Le mycosphaerella s’observe d’abord sur feuilles puis sur tiges et enfin sur siliques. Lorsque la maladie gagne ces dernières, les dégâts peuvent être importants. La surveillance des parcelles dès la floraison s’impose !

Il n’existe pas de produit homologué contre cette maladie due au champignon mycosphaerella brassicicola. Néanmoins, les traitements à base de triazoles réalisés contre le sclérotinia ou l’oïdium limitent son développement et donc les pertes associées.

Enfouir les résidus de culture et allonger les rotations permettent également de réduire la pression maladie.

Symptômes

Les taches que l’on peut observer sont circulaires sur feuilles et plus allongées sur tiges et siliques.
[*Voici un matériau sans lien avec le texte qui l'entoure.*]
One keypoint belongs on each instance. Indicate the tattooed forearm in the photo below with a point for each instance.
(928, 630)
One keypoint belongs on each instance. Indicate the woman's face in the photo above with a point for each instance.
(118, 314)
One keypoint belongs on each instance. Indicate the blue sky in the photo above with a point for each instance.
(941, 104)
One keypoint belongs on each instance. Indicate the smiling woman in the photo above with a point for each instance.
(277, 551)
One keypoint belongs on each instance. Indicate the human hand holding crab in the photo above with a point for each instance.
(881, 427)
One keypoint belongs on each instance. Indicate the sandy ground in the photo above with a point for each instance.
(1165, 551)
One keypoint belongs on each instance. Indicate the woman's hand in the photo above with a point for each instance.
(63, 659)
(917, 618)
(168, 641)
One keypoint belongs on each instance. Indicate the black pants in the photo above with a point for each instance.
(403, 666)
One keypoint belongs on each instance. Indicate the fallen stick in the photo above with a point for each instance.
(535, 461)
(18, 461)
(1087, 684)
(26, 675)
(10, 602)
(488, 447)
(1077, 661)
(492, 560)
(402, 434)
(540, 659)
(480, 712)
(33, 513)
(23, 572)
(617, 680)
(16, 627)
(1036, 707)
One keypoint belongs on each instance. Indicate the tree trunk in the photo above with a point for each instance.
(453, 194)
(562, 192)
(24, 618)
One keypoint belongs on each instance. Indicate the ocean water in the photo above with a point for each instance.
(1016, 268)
Elles présentent un gradient du gris clair au centre au gris foncé au bord. Ces taches présentent des points noirs, correspondant aux périthèces.

Nuisibilité

Les pertes potentielles peuvent s’élever à 5q/ha en cas de fortes attaques sur siliques.

Cycle

Mycosphaerella brassicicola se conserve sur les résidus de récolte infectés et sur les semences.

Une forte humidité est nécessaire à la dissémination des spores ainsi qu’à leur germination. La maladie est favorisée par des conditions douces (15-20°C) et humides au printemps.